Im Vorfeld des bevorstehenden Gipfels des Europäischen Rates hat der tschechische Premierminister Andrej Babiš ein Schreiben an die europäischen Staats- und Regierungschefs gerichtet, in dem er zur Stärkung der Wettbewerbsfähigkeit der Europäischen Union aufruft. Das Gipfeltreffen der EU-Staats- und Regierungschefs findet am Donnerstag, den 12. Februar, in Brüssel statt und wird sich mit Schlüsselfragen der europäischen Industrie, der Energiesicherheit und der strategischen Autarkie der Union befassen.
In einem Schreiben an die Präsidentin des Europäischen Rates Ursula von der Leyen, den Präsidenten des Europäischen Rates Antonio Costa und andere europäische Staats- und Regierungschefs fasste Premierminister Babiš die Prioritäten der Tschechischen Republik zusammen. Er betonte, dass die Wettbewerbsfähigkeit der EU der Schlüssel zum Erfolg der Transformation der europäischen Wirtschaft, zur Stärkung der Sicherheit und zum langfristigen Wohlstand sei.

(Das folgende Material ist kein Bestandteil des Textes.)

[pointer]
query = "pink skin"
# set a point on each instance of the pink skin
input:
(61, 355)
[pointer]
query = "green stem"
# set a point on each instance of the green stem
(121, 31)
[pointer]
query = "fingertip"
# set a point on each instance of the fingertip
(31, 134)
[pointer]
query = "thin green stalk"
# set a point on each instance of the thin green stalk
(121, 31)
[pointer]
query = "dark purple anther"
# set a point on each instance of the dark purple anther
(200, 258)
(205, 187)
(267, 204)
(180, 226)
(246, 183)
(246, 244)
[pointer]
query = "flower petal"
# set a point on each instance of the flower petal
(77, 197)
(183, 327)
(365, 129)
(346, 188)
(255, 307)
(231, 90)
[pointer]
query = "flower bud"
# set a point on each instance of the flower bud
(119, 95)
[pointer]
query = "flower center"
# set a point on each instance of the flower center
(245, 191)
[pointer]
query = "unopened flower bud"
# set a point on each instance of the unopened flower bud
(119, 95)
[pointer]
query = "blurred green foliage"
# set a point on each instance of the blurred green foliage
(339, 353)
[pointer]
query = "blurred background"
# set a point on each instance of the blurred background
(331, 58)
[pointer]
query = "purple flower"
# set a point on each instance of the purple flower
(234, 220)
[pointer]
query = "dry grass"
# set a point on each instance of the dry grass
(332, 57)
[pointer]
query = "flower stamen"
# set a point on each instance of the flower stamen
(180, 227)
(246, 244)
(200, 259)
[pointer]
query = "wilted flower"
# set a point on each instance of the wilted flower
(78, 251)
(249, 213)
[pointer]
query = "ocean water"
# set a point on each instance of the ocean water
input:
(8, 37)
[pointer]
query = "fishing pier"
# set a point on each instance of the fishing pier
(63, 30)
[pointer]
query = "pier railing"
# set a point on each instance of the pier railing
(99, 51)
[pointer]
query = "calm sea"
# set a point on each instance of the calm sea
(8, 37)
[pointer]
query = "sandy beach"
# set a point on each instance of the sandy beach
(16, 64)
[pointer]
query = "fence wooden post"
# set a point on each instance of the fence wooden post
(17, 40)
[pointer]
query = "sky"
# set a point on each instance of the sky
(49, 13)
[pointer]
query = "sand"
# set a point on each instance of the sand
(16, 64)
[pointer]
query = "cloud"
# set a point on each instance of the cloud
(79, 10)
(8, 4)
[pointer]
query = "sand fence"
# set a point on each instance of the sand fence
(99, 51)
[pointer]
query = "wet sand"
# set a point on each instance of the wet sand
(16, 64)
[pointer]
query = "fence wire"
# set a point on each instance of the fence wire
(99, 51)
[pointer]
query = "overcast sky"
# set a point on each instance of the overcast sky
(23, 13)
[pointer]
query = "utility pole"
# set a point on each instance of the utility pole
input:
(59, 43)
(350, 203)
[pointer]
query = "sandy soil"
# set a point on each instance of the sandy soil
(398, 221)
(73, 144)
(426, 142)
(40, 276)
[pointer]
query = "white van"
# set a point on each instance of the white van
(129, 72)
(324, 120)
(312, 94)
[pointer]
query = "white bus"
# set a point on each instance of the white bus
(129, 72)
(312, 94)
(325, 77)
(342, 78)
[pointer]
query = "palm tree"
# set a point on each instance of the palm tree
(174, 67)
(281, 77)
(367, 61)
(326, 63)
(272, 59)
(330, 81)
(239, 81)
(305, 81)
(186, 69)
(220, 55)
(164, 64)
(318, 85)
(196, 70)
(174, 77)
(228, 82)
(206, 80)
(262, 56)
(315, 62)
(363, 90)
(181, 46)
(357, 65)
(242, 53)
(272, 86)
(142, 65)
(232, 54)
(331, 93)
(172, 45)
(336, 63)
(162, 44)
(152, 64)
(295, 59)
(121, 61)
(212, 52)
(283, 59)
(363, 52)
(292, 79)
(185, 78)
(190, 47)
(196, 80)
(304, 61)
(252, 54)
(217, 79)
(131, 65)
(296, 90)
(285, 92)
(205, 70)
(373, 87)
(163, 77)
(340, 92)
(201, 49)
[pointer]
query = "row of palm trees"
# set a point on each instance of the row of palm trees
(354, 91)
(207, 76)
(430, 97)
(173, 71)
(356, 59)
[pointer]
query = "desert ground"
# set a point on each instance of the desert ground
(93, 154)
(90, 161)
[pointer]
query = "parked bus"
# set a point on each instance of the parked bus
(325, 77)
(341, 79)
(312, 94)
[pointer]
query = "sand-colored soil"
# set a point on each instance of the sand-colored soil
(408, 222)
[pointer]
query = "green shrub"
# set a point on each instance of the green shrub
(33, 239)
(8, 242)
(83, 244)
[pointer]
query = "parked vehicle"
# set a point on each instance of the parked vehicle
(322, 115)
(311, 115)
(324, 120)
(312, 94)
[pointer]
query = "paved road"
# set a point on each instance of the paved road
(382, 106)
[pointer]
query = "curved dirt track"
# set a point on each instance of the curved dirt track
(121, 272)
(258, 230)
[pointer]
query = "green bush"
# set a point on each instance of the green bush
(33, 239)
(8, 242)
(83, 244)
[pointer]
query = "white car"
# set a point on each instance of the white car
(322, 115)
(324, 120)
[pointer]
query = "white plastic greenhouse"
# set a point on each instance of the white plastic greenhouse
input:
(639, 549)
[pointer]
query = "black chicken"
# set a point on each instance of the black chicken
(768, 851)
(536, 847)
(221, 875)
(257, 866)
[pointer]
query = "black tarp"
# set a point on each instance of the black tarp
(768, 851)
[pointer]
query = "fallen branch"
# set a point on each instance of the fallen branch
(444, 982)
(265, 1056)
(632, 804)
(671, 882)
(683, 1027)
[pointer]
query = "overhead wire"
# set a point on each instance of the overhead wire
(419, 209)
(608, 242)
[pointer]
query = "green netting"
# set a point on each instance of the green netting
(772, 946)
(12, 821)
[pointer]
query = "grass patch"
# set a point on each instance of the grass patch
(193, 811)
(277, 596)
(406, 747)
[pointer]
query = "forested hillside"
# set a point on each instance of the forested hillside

„Ohne eine starke und wettbewerbsfähige Industrie wird die Union weder in der Lage sein, sich zu transformieren, noch Sicherheit und langfristigen Wohlstand zu gewährleisten. Die Erklärung von Antwerpen macht deutlich, dass wir unsere Ambitionen für die Transformation mit der Erhaltung einer starken industriellen Basis in Einklang bringen müssen“.“ sagte Babiš.
Der Premierminister wies auf die Notwendigkeit von zugänglicher und erschwinglicher Energie, Investitionssicherheit, einfacheren Vorschriften und schnelleren Genehmigungsverfahren hin. Diese Faktoren seien die Grundlage für die europäische Wettbewerbsfähigkeit. „Die EU steht heute vor großen Herausforderungen, auch im Bereich der Sicherheit. Wir können nur durch einen pragmatischen Ansatz erfolgreich sein, ohne ideologische Abkürzungen und mit Respekt vor den unterschiedlichen Ausgangspositionen der Mitgliedstaaten“.“ Er fügte hinzu.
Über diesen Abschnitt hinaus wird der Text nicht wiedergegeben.